To succeed in our interviews, you need to prepare for several distinct evaluation areas. Our interviewers use a mix of technical testing and scenario-based questions to gauge your readiness for the role.
Technical Data Manipulation (SQL & Coding)
Your ability to independently retrieve and transform data is foundational. We evaluate your fluency in SQL and your understanding of relational databases. Strong performance here means writing efficient, error-free queries and demonstrating an understanding of edge cases, such as handling nulls or duplicate records.
Be ready to go over:
- Joins and Aggregations – Knowing when to use different types of joins and how to aggregate data effectively.
- Window Functions – Using functions like
RANK(), LEAD(), LAG(), and running totals to perform advanced analytical queries.
- Data Cleaning – Handling missing data, formatting inconsistencies, and ensuring data integrity.
- Advanced concepts (less common) – Query optimization, indexing strategies, and basic Python/R scripting for data manipulation.
Example questions or scenarios:
- "Write a SQL query to find the top three performing financial advisors in each region based on new client acquisition."
- "How would you identify and handle duplicate client records in a massive database without a unique primary key?"
- "Explain a time you had to optimize a slow-running query. What steps did you take?"
Data Visualization and Storytelling
Having the data is only half the battle; you must also make it accessible. We evaluate your proficiency with BI tools (like Tableau or Power BI) and your understanding of visual design principles. A strong candidate creates dashboards that are intuitive, interactive, and tailored to the audience's technical literacy.
Be ready to go over:
- Dashboard Design – Structuring layouts to highlight key performance indicators (KPIs) immediately.
- Audience Empathy – Adapting your visualizations for executive summaries versus deep-dive exploratory tools for operations teams.
- Metric Definition – Choosing the right metrics to accurately reflect business performance.
- Advanced concepts (less common) – Parameterized reporting, automated alerting, and embedding analytics.
Example questions or scenarios:
- "Walk me through a dashboard you built from scratch. Who was the audience, and what business decisions did it drive?"
- "If a business leader asks for a dashboard with 30 different metrics, how do you handle that request?"
- "Describe a time your data visualization uncovered a trend that the business was completely unaware of."

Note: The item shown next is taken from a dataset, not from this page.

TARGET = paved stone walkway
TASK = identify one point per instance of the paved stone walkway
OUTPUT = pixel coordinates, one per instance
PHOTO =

Business Strategy and Case Studies
As an insights leader, you are expected to drive growth. We test your ability to apply data to real-world Edward Jones challenges. Strong performance involves asking excellent clarifying questions, structuring your approach logically, and providing actionable recommendations rather than just stating facts.
Be ready to go over:
- Root Cause Analysis – Investigating why a specific metric (e.g., client retention) has suddenly dropped.
- A/B Testing and Experimentation – Designing tests to measure the impact of new branch tools or marketing campaigns.
- Growth Modeling – Identifying leading indicators for client asset growth.
- Advanced concepts (less common) – Customer lifetime value (CLV) modeling and predictive analytics concepts.
Example questions or scenarios:
- "Our Littleton branch is seeing a 15% drop in new account openings this quarter. Walk me through how you would investigate this."
- "How would you design an experiment to test a new feature in the advisor portal?"
- "What metrics would you look at to evaluate the overall health of our Analytics Lab initiatives?"